From 7bf1b2f8d7f30e13d49e788abfb2923b3cc0d39f Mon Sep 17 00:00:00 2001
From: Andreas Tsouchlos <an.tsouchlos@gmail.com>
Date: Mon, 4 May 2026 17:07:41 +0200
Subject: [PATCH] Incorporate Jonathan's corrections to numerical results
 section

---
 src/thesis/chapters/4_decoding_under_dems.tex | 113 ++++++++++--------
 1 file changed, 63 insertions(+), 50 deletions(-)

diff --git a/src/thesis/chapters/4_decoding_under_dems.tex b/src/thesis/chapters/4_decoding_under_dems.tex
index ff6a07c..00814b2 100644
--- a/src/thesis/chapters/4_decoding_under_dems.tex
+++ b/src/thesis/chapters/4_decoding_under_dems.tex
@@ -711,7 +711,7 @@ estimates committed after decoding window $\ell$, we have to set
 % Intro: Problem with above procedure
 
 The sliding-window structure visible in \Cref{fig:windowing_pcm} is
-highly reminiscent of windowed decoding for \ac{sc}-\ac{ldpc} codes.
+reminiscent of windowed decoding for \ac{sc}-\ac{ldpc} codes.
 Switching our viewpoint to the Tanner graph depicted in
 \Cref{fig:messages_decimation_tanner}, however, we can see an important
 difference between \ac{sc}-\ac{ldpc} decoding and the
@@ -719,7 +719,7 @@ sliding-window decoding procedure detailed above.

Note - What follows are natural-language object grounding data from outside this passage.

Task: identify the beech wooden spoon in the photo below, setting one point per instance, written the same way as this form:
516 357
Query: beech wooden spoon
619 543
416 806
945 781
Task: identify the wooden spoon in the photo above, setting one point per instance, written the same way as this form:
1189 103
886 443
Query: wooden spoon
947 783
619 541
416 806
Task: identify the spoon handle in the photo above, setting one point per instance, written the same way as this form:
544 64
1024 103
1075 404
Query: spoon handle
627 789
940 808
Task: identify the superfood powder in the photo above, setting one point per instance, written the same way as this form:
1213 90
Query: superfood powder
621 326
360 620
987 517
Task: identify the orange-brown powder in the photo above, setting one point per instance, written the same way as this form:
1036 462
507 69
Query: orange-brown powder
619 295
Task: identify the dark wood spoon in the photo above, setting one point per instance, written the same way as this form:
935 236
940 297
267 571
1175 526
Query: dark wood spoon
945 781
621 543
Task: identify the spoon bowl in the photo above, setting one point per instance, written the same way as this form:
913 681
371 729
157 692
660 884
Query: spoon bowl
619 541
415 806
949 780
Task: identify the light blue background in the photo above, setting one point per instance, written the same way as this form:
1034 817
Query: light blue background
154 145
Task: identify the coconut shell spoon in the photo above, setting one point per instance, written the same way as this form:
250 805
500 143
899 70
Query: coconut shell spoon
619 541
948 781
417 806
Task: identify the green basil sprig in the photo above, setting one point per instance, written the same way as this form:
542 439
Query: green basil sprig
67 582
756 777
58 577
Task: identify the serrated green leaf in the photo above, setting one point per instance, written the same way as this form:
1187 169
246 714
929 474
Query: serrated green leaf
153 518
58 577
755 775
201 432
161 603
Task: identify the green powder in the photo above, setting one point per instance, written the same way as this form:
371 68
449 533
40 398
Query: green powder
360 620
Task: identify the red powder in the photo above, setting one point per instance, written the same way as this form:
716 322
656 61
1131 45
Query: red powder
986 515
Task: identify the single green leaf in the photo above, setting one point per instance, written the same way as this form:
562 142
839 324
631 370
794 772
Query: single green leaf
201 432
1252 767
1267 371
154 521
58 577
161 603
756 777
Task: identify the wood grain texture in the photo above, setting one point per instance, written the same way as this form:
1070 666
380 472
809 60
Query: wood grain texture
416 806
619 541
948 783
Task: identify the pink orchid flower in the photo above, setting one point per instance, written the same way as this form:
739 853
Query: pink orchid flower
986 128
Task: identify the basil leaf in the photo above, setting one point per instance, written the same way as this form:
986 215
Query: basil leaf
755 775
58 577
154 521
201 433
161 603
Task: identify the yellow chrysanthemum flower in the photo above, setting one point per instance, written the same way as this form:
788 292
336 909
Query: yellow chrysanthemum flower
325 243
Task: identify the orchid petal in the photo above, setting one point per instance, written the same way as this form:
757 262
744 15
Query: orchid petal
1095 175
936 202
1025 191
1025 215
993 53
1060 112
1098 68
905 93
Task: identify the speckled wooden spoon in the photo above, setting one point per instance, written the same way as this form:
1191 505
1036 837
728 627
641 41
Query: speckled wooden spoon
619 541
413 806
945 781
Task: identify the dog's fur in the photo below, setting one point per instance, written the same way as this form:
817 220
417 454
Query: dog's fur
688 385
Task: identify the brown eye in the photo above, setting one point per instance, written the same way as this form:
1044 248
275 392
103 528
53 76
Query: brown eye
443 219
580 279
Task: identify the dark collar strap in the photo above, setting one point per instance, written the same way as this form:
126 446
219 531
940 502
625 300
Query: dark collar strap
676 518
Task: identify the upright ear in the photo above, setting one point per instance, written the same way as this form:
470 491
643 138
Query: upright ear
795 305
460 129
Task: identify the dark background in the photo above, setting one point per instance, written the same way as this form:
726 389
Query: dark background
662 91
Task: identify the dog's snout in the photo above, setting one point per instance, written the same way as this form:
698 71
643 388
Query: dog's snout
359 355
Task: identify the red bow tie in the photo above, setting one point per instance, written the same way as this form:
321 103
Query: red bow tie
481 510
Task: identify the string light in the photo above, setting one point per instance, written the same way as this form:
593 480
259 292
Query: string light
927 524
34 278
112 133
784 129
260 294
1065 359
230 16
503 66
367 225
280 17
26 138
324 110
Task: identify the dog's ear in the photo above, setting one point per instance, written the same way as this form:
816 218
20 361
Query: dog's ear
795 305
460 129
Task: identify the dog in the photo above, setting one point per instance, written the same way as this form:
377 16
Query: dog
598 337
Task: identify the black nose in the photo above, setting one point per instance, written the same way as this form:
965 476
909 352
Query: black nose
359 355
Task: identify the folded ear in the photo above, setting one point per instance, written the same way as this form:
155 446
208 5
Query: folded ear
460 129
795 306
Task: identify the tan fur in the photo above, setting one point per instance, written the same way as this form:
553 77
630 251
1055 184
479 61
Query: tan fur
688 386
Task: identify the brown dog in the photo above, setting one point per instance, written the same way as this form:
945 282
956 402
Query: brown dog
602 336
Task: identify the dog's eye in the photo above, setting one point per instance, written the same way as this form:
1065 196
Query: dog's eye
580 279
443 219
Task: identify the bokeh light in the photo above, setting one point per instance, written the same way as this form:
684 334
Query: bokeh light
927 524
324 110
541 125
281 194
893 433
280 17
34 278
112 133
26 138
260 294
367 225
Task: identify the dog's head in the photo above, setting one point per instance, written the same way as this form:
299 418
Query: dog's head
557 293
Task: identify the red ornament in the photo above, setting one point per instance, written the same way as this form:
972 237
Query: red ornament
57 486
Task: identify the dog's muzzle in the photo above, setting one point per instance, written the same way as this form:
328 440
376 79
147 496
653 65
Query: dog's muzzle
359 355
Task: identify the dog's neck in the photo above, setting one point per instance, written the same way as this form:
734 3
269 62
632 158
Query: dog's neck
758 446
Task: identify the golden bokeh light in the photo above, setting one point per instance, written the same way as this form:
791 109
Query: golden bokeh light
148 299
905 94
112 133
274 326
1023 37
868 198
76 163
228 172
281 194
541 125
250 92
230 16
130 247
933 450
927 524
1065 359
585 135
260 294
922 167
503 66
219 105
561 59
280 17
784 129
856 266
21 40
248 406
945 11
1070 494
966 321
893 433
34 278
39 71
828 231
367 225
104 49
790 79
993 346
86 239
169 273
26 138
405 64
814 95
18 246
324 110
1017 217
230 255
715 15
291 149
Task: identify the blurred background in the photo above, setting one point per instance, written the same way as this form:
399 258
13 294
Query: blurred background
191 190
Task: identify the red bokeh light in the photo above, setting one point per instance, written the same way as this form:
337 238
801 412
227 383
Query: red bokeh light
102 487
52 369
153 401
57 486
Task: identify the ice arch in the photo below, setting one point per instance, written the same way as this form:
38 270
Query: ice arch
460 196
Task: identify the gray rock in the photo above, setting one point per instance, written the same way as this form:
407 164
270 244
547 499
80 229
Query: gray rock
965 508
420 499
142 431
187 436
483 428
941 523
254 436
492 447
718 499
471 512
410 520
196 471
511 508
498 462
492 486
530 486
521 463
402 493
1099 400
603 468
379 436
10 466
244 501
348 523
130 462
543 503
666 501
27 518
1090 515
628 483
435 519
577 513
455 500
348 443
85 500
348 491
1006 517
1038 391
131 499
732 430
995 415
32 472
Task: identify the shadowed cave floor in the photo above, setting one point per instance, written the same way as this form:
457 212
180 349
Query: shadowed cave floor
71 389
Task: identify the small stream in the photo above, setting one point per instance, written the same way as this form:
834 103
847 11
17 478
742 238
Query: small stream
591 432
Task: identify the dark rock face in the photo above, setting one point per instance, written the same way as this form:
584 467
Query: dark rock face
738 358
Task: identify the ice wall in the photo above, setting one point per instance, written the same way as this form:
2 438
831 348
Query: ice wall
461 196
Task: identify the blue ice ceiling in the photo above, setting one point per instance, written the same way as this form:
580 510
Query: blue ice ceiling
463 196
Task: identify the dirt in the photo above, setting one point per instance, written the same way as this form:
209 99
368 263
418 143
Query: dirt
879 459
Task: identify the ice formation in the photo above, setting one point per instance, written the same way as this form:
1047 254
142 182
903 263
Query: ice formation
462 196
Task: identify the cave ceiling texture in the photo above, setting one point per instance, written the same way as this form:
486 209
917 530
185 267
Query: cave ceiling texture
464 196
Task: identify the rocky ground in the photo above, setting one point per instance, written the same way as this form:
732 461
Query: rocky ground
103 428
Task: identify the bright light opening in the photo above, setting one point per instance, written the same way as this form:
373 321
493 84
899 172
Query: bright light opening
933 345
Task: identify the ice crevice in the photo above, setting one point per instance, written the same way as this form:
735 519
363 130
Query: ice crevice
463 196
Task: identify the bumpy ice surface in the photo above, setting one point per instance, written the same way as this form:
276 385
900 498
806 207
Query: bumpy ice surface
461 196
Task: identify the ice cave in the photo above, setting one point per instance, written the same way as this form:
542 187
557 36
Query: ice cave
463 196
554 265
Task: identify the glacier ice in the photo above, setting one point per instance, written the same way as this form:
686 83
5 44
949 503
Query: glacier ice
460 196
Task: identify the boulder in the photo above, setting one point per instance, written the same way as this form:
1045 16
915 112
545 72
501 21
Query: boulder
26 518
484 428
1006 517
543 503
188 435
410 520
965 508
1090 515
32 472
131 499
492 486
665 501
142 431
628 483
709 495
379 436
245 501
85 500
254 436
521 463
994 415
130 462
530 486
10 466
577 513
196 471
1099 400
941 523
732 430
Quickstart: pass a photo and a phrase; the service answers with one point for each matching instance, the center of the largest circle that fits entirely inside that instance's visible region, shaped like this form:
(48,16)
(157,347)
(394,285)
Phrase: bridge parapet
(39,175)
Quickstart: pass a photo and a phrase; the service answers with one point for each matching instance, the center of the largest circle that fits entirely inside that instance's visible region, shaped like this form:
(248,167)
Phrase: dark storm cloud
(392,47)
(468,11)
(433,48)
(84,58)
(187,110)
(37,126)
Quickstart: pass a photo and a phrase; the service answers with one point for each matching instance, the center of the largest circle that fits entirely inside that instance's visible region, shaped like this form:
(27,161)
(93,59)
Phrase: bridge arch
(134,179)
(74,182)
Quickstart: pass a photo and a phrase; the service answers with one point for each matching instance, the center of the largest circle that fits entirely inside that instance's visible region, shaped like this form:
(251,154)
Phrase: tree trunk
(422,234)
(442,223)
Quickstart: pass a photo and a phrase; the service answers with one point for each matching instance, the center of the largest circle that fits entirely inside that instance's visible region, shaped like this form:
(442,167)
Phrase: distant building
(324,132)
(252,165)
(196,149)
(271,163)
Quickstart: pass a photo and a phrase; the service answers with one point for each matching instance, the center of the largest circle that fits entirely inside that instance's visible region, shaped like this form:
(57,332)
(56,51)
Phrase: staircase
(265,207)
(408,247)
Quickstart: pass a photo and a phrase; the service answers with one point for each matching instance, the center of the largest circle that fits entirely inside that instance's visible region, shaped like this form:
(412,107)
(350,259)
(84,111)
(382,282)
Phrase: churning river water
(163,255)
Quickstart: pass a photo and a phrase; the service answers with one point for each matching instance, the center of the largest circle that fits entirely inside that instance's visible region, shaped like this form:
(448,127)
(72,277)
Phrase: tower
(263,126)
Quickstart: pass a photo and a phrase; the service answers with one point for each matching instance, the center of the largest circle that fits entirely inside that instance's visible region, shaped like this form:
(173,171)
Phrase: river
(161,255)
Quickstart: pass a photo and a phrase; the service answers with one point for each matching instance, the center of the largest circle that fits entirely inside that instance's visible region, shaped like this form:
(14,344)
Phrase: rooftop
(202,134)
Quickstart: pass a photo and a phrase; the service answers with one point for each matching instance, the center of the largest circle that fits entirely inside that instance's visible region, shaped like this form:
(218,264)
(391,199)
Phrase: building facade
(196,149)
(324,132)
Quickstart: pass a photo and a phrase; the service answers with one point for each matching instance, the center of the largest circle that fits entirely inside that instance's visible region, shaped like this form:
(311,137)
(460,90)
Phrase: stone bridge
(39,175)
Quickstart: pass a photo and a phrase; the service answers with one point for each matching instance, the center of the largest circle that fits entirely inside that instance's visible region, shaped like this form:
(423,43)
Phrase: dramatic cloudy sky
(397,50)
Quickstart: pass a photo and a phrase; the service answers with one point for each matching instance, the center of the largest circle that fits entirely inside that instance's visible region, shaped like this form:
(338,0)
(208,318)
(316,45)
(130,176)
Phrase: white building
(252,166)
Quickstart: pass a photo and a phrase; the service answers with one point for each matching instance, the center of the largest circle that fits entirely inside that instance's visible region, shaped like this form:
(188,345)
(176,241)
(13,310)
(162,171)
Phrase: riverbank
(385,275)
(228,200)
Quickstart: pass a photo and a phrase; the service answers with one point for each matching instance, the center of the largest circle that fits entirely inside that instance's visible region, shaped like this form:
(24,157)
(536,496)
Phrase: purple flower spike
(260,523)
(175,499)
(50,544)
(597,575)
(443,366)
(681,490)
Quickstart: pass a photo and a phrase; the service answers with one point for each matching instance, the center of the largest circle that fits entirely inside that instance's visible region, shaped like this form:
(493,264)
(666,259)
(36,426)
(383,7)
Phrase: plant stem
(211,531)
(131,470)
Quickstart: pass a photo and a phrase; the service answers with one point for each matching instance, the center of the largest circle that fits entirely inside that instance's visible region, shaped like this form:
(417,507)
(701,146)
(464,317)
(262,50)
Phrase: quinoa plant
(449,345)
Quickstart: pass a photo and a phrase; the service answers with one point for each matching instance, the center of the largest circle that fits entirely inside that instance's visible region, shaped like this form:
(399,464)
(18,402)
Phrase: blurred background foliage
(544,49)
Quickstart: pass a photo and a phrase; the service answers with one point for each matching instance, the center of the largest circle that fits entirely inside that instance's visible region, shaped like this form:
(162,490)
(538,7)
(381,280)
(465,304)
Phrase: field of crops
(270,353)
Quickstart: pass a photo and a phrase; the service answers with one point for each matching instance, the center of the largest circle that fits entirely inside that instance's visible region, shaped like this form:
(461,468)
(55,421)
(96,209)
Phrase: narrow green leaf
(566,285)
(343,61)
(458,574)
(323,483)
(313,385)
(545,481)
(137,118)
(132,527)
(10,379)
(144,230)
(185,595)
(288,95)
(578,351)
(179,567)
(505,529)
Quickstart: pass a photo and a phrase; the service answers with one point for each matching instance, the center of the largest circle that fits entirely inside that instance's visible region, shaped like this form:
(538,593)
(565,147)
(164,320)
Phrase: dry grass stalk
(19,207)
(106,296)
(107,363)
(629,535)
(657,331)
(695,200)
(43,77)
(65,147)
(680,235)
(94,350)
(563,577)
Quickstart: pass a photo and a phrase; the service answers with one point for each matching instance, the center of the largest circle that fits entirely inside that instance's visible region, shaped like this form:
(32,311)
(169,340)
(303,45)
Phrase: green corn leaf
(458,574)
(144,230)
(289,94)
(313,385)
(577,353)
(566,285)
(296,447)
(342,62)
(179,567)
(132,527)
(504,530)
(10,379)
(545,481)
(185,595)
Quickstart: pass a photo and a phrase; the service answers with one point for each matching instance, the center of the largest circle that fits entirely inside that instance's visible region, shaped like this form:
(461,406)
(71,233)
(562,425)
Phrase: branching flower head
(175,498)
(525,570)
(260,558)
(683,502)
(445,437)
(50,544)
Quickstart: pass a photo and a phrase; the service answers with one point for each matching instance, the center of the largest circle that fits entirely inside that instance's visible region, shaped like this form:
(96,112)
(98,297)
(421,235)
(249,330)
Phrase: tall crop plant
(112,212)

 While the windowing process is similar, the algorithm above
 reinitializes the decoder to start from a clean state when moving to
 the next window.
-It therefore does not make use of the integral property of
+Therefore, it does not make use of the integral property of
 windowed \ac{sc}-\ac{ldpc} decoding of exploiting the spatially coupled
 structure by passing soft information from earlier to later spatial positions.
 
@@ -731,9 +731,10 @@ still relevant to the decoding of the next.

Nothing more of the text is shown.